An instance of FrameDets with detections for a single frame.

classmethod from_dict(framedets_dict)[source]

Creates an instance of the class from a dictionary.

Parameters:

framedets_dict (dict[str, int]) – A dictionary with one key per FrameDets attribute.

Return type:

FrameDets

Returns:

An instance of FrameDets with detections for a single frame.

classmethod from_ultralytics_tracker(tracks)[source]

Creates an instance of the class from the output of the ultralytics tracker.

Parameters:

tracks (ndarray[tuple[Any, ...], dtype[float64]]) –

An array of shape (n_tracks, 6) where each row contains:

  • x1: x coordinate of the top-left corner

  • y1: y coordinate of the top-left corner

  • x2: x coordinate of the bottom-right corner

  • y2: y coordinate of the bottom-right corner

  • id: Detection ID

  • conf: Confidence score

Return type:

FrameDets

Returns:

An instance of FrameDets with detections for a single frame.

tno.quantum.problems.mot.calculate_cost(det_sequence)[source]

Calculates the cost array of a detection sequence.

The cost array is computed based on the Intersection over Union (IoU) between bounding boxes in consecutive frames of a detection sequence.

Parameters:

det_sequence (DetectionSequence) – A sequence of detections (FrameDets) for each frame, where each FrameDets contains bounding boxes in the format xyxy.

Return type:

ndarray[tuple[Any, ...], dtype[float64]]

Returns:

The cost values computed between all pairs of bounding boxes in consecutive frames, flattened into a 1D array.

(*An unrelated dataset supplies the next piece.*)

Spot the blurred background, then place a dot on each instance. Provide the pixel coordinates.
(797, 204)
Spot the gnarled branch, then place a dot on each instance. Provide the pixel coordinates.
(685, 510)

tno.quantum.problems.mot.compute_iou(box1, box2)[source]

Computes the Intersection over Union (IoU) between two bounding boxes.

The bounding boxes are represented in the format [x, y, x, y], with the first x, y being the bottom-left corner coordinates and the second pair being the top-right corner coordinates. The IoU value is a number between 0 and 1, where 0 means no overlap and 1 means complete overlap.

Parameters:
  • box1 (Sequence[float]) – The first bounding box in the format [x, y, x, y].

  • box2 (Sequence[float]) – The second bounding box in the format [x, y, x, y].

Return type:

float

Returns:

The IoU value between the two bounding boxes.

tno.quantum.problems.mot.ultralytics_track(det_sequence, tracker)[source]

Runs the ultralytics tracking algorithm on the already extracted detections.

Parameters:
  • det_sequence (DetectionSequence) – sequence of detections per frame.

  • tracker (BYTETracker) – tracker object.

Return type:

DetectionSequence

Returns:

An updated DetectionSequence with id’s.